Novel transgenic pigs with enhanced growth and reduced environmental impact

Thank you for submitting your article "Generation of a novel growth-enhanced and reduced environmental impact transgenic pig strain" for consideration by eLife. Your article has been reviewed by three peer reviewers, and the evaluation has been overseen by a Reviewing Editor and Ian Baldwin as the Senior Editor. The following individuals involved in review of your submission have agreed to reveal their identity: Simon Lillico (Reviewer #1); Björn Petersen (Reviewer #3).

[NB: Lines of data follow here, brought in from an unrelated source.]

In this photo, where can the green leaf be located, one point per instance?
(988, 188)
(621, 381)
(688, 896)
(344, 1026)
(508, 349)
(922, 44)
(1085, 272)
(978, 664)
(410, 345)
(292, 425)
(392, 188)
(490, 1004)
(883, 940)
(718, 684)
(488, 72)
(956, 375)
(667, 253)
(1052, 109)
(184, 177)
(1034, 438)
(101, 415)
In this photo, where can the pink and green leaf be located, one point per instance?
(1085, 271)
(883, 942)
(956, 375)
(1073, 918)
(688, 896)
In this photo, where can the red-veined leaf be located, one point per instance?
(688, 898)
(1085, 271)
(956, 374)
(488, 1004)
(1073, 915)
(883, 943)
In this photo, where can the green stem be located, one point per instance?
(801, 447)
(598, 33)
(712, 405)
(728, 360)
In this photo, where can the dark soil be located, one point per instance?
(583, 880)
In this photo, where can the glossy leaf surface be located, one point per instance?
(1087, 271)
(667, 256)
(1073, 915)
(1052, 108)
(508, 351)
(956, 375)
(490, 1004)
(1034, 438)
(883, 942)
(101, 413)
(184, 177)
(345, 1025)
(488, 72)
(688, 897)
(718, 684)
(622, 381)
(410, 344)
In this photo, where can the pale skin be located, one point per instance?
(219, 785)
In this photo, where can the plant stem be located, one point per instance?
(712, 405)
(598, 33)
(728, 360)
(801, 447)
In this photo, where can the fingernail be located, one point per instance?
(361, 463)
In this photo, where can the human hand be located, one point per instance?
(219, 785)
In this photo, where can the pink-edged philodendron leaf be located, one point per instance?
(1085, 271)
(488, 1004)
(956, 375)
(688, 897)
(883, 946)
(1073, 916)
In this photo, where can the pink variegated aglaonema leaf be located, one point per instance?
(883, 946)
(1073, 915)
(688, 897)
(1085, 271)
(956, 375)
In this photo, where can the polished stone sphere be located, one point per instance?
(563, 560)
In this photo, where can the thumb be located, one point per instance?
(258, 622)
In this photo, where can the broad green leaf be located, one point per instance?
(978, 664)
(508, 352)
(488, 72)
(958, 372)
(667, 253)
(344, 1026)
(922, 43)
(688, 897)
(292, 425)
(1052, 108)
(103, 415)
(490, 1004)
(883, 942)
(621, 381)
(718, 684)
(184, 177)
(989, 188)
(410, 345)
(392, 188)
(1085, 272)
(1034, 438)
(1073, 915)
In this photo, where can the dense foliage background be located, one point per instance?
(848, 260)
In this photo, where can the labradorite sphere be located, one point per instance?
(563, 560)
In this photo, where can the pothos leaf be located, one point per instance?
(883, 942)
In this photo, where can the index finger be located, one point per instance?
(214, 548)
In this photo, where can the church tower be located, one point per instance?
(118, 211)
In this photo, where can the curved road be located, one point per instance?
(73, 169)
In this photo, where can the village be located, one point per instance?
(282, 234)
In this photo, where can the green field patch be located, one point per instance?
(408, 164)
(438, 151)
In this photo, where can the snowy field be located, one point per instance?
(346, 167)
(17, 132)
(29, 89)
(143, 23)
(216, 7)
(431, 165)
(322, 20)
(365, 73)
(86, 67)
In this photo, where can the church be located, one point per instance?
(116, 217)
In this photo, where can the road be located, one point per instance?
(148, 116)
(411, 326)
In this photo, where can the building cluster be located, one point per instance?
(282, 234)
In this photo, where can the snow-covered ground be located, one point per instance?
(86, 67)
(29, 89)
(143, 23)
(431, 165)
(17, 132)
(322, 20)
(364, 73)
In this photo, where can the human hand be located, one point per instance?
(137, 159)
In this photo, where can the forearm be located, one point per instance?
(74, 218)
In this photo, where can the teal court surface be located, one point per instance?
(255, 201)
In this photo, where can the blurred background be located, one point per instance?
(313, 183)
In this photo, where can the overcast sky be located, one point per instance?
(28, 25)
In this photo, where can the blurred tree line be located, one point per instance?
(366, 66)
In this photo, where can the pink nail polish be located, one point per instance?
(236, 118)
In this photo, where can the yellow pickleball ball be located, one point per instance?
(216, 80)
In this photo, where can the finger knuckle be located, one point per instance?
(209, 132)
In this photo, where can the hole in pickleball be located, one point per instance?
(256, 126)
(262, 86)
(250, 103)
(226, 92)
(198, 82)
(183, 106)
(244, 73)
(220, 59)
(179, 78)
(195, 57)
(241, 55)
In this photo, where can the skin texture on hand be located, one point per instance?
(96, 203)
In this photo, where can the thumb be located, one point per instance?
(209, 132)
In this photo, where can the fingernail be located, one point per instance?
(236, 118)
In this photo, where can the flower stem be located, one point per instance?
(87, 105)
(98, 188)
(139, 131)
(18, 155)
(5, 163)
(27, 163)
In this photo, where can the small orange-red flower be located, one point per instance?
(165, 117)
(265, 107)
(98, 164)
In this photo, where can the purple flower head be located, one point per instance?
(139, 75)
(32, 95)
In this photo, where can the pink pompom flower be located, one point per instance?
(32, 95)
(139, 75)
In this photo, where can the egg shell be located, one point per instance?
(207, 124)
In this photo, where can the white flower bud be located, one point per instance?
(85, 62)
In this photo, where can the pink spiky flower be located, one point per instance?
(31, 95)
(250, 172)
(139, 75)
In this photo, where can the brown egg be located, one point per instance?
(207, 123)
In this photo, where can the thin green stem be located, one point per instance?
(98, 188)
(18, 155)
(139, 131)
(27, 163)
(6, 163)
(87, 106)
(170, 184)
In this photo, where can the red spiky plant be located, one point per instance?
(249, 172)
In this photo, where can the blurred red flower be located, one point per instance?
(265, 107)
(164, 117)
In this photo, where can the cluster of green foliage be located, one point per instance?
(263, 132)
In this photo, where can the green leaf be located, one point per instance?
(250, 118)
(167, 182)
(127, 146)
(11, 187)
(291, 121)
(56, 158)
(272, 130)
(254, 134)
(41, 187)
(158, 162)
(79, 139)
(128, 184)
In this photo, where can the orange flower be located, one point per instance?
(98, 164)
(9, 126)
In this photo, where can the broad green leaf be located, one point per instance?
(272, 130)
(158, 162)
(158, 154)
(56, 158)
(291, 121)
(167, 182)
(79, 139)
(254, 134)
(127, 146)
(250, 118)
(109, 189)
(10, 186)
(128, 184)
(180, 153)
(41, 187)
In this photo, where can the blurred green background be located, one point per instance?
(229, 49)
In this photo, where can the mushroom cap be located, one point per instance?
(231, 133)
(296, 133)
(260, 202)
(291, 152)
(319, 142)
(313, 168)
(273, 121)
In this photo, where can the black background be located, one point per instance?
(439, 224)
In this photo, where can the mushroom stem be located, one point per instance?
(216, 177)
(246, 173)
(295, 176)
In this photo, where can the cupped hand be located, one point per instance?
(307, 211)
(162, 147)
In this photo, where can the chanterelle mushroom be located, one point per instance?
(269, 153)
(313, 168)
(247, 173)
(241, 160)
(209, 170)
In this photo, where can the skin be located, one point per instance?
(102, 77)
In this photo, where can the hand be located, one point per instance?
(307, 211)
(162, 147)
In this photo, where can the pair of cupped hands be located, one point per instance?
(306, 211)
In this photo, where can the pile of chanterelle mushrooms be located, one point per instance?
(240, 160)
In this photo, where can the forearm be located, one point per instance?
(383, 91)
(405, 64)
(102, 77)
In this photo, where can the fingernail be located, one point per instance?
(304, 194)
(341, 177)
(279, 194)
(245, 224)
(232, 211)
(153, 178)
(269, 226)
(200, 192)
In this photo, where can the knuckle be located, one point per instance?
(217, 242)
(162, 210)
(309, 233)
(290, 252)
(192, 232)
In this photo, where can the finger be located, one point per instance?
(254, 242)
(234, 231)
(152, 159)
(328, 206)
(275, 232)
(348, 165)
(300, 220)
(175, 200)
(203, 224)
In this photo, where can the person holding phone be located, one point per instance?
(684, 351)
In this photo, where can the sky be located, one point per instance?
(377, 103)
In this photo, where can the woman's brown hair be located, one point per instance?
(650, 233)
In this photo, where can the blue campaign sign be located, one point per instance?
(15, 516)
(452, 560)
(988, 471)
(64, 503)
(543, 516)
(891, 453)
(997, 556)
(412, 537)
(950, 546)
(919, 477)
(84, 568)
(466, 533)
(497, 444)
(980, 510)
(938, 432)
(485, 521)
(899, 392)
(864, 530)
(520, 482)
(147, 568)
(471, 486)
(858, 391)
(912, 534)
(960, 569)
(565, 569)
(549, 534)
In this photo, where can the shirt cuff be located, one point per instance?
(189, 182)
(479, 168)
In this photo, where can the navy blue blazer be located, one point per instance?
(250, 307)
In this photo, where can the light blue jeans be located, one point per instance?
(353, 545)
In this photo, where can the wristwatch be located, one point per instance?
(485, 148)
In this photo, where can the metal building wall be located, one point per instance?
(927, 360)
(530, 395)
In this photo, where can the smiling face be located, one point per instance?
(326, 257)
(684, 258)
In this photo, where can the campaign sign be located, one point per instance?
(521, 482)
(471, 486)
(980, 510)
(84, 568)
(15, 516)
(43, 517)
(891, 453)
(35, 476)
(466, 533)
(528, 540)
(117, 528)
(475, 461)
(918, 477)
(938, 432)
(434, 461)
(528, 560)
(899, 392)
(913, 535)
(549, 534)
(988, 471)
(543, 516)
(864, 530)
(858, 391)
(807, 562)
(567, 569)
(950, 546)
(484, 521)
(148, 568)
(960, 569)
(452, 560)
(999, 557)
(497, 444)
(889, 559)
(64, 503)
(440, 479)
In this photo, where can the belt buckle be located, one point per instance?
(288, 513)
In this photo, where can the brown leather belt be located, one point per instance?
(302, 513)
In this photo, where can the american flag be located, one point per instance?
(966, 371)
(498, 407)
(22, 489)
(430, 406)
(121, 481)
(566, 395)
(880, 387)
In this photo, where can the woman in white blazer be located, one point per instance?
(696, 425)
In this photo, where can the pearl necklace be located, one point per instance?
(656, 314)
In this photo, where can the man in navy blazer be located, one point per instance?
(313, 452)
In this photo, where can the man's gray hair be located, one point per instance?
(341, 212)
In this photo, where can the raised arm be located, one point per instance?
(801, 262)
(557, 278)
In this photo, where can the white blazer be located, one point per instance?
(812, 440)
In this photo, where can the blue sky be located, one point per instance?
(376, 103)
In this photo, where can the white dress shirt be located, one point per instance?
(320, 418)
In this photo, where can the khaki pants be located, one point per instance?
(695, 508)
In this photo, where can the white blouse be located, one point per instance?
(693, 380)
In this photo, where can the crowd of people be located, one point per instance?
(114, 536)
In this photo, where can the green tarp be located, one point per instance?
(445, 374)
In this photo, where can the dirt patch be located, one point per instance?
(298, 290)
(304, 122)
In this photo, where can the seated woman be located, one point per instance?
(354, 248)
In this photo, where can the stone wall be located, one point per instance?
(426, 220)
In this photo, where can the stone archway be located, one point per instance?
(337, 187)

The reviewers have discussed the reviews with one another and the Reviewing Editor has drafted this decision to help you prepare a revised submission.

Summary:

The manuscript reports the production and characterization of pigs that were transgenic for several microbial enzymes expressed from the salivary glands. The expression of these enzymes is demonstrated, and the desired biological effects can be observed. Fecal nitrogen and phosphorous outputs were reduced by 20 to 46% , growth rate was improved by about 24% . The feed conversion rate was also improved by 12 to 14% . The authors claim that this is a promising approach to improve feed efficiency and to reduce emissions into the environment. Zhang et al., present a very interesting and important pig model for the expression of multiple microbial transgenes to improve the digestibility of pig feed and to reduce the excretion of N and P into the environment.

Essential revisions:

1) Although single cell clones positive for the transgene and EGFP were used for nuclear transfer, only 24 of the 35 piglets born were transgenic. The authors should discuss possible reasons why this happened.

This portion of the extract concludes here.